I find it something of a revelation to find that civic resilience is a project of 'partners from the private, public and NGO sectors'. It indicates that this is primarily an economic project that works on infrastructure and the delivery of services. This is big money. It gangs cities together to pool ideas and strategies: we can all learn from one another.  

There is not a small dose of TED-talk enthusiasm here: what can possibly be wrong with all of this?  Individuals shouldn't have to struggle on in isolation, always learning as they go, reinventing the wheel, cut off from advanced technological solutions; Resilient Cities is like a global think tank that all cities can access.  Forget culture and history, cities are machines that can be fixed.  Ultimately this is what it comes down to, these strategies for resilience. They are like strategies in war: always the same no matter who the antagonists, what the century, what the technology.

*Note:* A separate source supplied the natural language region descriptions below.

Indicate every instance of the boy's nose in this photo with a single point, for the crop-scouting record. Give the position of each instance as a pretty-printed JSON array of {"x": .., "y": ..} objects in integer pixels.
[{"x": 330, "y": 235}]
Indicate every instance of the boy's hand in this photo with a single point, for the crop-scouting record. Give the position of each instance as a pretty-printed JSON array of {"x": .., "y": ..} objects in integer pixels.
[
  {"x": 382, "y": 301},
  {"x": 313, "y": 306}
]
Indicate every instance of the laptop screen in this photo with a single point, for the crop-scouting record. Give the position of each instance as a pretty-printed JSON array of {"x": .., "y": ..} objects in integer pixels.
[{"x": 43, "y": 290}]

Two immediate questions: Vanuatu and Syria.  Aleppo, Damascus, Port Vila: not on the list of selected cities.  Montreal and Barcelona are however.  I think resilience is relative.  I worry when I am shown a diagram of what constitutes resilience.  Can't imagine that it is all so tidy and universal.  Shall think more about this.

Wednesday
Jun042014

Indian Candy 2

Dana Claxton. Contact billboard, 9th Avenue SE, Calgary. right: Tantanka (buffalo) 2013. Indian Candy in the process of disappearing. Real billboard images are clear, art is ambiguous; advertising is immediate, art prints itself on the mind and sits there the rest of the day as one tries to make sense of it.

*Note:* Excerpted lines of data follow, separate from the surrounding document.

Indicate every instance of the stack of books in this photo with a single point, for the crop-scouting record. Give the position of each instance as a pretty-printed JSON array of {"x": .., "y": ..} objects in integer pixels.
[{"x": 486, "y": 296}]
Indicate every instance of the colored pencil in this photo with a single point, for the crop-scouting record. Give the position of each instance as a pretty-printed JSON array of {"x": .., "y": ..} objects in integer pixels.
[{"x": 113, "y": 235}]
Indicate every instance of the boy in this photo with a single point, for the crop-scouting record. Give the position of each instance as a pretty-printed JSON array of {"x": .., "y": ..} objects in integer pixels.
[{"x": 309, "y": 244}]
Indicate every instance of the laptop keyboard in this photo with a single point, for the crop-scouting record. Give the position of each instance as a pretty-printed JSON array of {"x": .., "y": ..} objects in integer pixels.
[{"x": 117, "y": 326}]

Artefacts exist, but it is not necessary to 'see' them.  Claxton is interested in the image, not the artefact, and how the image has a life much more insidious and invasive that the material thing.  It makes one rethink the value of archives (all the originals) and their digitisation, free to use in a way the originals will never be.

Claxton's images in Indian Candy belong to an era before even my time, more like the 1920s-40s, the era of the Hollywood western.  We used to see them at the Capitol Theatre on Saturday mornings when I was a kid, and on Fun-o-Rama, a kid's late afternoon TV program from Seattle in the 1950s: endless reruns of Gene Autry, Roy Rogers, the Three Stooges, lots of David Niven as a swashbuckler.  But even then the white hat/black hat/Indian chief thing was remote, disconnected to all the kids from the Esquimalt Reserve that went to our elementary school.  It never occurred to me that Donny Albany was an 'Indian'; it was something I learned much later, that he was the son of the Esquimalt band Chief. (old terminology, I know, but it was the 50s, sorry)

The power of Claxton's images is that they pinpoint an era and a process whereby the stereotypes were formed and then embedded in the American psyche via popular culture: the midway, movies, toys, games, TV.  During the long era of residential schools in both the US and Canada which were gutting the structures of North America's indigenous peoples, they were portrayed as dangerous, fearsome and inscrutable – a portrayal that was, and still is used on any group resisting assimilation.

Dana Claxton. Contact billboard, 9th Avenue SE, Calgary. Sitting Bull's signature, 2013Forgetting that this was our Contact billboard, I first thought it was something to do with the Stampede which starts its advertising about now.  However, violet is not a Stampede colour, nor is the dangerous allusion to difficult histories.  Clearly, if this is Sitting Bull's signature, he was taught to write in commercial script.  Is it shaky because someone else wrote it for the Wild West Show postcard and it seemed appropriate?  Another act of embedded 'weakness'? 

I don't think it is his signature.  You cannot trust documents.